Children with a CDAS score in the “referral zone” were the same who had an adverse outcome at 2 years among the infected. In addition, one infected infant without structural brain anomalies and who remained asymptomatic until 2 years of age was screened as at risk for developmental delay at 3 years of life.
Effect-modifiers
Exposures during pregnancy, maternal age, co-morbidities, socioeconomic status, infant sex, twins, prematurity, and the mode of delivery were tested as effect-modifiers on main outcomes, and no interactions were identified. The presence of structural brain anomalies, however, was an effect-modifier for severe neurological symptoms at 2 months of life, and on adverse outcomes at 2 and 3 years of life. A sub-analysis of children with and without structural brain anomalies is presented in Table 2.
Discussion
Main results
In this study, we assessed the development of children with laboratory-confirmed congenital ZIKV infection up to 3 years of age. Our results indicate that infected neonates have a higher risk of neurological symptoms at birth (27.8%), even when no structural brain anomalies are observed (16.7%), as compared with neonates that tested negative at birth (0.9%). At 2 years of age, infection at birth was still associated with a higher risk of neurologic impairment and/or neurosensory alteration (40.0% vs 5.2%). At 3 years of life, suspicion of neurodevelopmental delay (<−2SD) was more common in children that tested positive at birth (63.6% vs 13.7%). All those that tested positive at birth and had structural brain anomalies had evidence of neurodevelopmental delay (<−2SD) (4/4), compared with less than half in those without structural brain anomalies (3/7).
Interpretation
Structural brain malformations and ocular anomalies associated with congenital Zika infection have been well described worldwide, particularly in CZS5,7,12–16. Developmental outcomes of infants exposed to ZIKV in utero have been studied less extensively, often lacking stratification by infant ZIKV infection status at birth. The study by Nielsen-Saines and colleagues identified similar findings to us including abnormal neurodevelopmental and/or ophthalmological or auditory assessments in 31.5% of children evaluated between 7 and 32 months of age17. In this study, the cognitive and language domain was also the most affected (35% of 146 children). When comparing neuroimaging findings to neurodevelopmental performance in ZIKV-exposed infants, Lopes Moreira et al.6 noted a significant association between normal results on brain imaging and higher Bayley-III scores.

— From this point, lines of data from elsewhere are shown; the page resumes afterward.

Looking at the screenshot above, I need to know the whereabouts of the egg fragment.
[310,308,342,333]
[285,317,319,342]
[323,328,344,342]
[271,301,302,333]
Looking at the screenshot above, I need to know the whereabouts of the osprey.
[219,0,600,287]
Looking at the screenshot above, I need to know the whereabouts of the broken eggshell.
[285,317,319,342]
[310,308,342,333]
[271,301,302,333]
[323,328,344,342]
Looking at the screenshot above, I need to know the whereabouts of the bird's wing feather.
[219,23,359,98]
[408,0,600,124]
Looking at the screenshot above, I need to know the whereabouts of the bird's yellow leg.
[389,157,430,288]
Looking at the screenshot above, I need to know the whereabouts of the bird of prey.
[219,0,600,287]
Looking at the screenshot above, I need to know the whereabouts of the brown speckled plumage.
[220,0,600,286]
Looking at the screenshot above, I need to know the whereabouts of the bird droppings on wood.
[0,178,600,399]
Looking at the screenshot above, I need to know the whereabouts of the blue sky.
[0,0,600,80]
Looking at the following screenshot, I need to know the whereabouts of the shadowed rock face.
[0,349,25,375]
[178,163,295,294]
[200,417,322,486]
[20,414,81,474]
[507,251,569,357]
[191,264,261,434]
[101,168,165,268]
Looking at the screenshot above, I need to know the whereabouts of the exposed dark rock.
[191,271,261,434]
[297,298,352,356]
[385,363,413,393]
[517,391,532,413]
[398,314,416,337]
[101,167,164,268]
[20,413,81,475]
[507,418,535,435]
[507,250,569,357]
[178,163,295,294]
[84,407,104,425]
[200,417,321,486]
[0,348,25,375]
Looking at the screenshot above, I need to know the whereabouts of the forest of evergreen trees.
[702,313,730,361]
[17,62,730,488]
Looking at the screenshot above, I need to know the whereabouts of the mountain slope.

However, they failed to predict severe developmental delay in 2% of children and normal development in 16%. Similarly, in our cohort overall (i.e., regardless of ZIKV infection status at birth), ~20% (10/56) of the children without structural brain anomalies had evidence of neurodevelopmental delay in at least one domain at 3 years of life, whereas one-third (2/6) with brain anomalies did not. The results of the Colombian cohort reported by Mulkey et al.18 indicate that neurodevelopmental delay in a child that is healthy at birth could worsen with age.
Brasil et al.19 performed a study stratifying infants by their ZIKV infection status at birth. They described neurodevelopmental outcomes of 130 children born to ZIKV-infected mothers, of whom 84 (65%) tested positive for ZIKV between birth and 1 year of age. They could only observe trends towards an association between laboratory-confirmed infection and specific abnormalities (structural brain anomalies, vision and hearing deficits, abnormal neurological exam, developmental delay). The disparity between their results and ours may be explained by the difference in testing strategy for congenital infections, as a positive result after postpartum discharge is not able to differentiate congenital infections from post-natal acquired infections. As a result, a potentially higher proportion of exposure misclassification may have biased their estimates towards a null association.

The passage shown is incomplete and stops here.